(Photo: Xinhua)
NEW YORK (Nations Unies), 5 janiver (Xinhua) -- Le
secrétaire général adjoint de l'ONU chargés des affaires humanitaires et
coordonnateur des secours d'urgence, John Holmes, a fait état lundi
d'une situation humanitaire "très préoccupante" à Gaza.
Seule la fin des violences permettra de répondre de
manière adéquate aux besoins humanitaires, a-t-il indiqué lors d'une
conférence de presse tenue au siège de l'ONU à New York.
La situation à Gaza a été confirmée par le directeur
des opérations de l'Office de secours et de travaux des Nations Unies
pour les réfugiés de Palestine dans le Proche-Orient (UNRWA),
John Ging, en duplex depuis Gaza, qui s'est déclaré frappé par le
spectacle des rues complètement désertes de Gaza.
Plus de 500 Palestiniens ont été tués et 2.500
autres blessés dans les attaques israéliennes contre l'enclave
palestinien, a dit M. Holmes, tout en ajoutant qu'il est difficile à ce
stade d'établir un bilan exact de part et d'autre.
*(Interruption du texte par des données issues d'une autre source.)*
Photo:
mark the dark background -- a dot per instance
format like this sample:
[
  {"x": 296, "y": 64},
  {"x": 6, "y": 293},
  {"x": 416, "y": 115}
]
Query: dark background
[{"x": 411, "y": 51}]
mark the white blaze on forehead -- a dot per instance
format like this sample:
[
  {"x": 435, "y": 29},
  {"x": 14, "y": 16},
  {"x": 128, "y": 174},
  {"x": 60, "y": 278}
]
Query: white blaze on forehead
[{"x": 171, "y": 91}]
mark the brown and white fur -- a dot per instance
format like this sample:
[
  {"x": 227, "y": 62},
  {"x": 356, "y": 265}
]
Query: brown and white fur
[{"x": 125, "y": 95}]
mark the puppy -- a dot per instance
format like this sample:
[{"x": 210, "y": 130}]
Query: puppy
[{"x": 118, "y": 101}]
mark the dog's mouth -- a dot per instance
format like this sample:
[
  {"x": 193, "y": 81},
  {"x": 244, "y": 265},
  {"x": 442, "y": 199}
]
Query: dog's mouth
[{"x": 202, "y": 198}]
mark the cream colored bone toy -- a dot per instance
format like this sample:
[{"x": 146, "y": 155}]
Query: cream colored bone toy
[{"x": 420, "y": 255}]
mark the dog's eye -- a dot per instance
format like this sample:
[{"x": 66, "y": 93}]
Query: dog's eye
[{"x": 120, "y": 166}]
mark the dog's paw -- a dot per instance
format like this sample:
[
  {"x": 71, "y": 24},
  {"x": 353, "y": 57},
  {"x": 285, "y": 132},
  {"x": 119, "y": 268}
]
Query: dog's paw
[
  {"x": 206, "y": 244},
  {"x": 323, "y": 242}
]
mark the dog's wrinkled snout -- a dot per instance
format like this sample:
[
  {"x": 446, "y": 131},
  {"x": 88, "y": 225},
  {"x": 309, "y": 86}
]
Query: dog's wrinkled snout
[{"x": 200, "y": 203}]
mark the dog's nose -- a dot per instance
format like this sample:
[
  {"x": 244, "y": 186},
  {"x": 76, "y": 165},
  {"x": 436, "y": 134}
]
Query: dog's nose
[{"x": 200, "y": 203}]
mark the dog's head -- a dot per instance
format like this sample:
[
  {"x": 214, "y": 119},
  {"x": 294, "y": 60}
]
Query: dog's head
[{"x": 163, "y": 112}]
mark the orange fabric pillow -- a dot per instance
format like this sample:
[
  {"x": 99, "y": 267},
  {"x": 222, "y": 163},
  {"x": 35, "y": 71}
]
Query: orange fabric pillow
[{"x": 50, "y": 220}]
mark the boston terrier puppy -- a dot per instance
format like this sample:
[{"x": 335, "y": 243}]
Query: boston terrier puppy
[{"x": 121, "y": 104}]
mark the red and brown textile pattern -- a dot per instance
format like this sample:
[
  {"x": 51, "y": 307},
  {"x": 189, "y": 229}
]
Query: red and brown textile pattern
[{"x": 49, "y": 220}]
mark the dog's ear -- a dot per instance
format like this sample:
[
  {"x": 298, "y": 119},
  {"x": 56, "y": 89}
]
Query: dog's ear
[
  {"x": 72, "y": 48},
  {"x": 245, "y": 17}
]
Il a indiqué que la proportion
des pertes civiles a sans doute augmenté depuis le lancement des
opérations terrestres. Selon l'UNRWA, le nombre des pertes civiles
représente au moins 25%.

(Photo: Xinhua/Reuters)
Selon M. Holmes, la population gazaouie vit
mainteant sous la menace constante des bombardements et des pilonnages
israéliens et est privée d'accès aux produits et services de base.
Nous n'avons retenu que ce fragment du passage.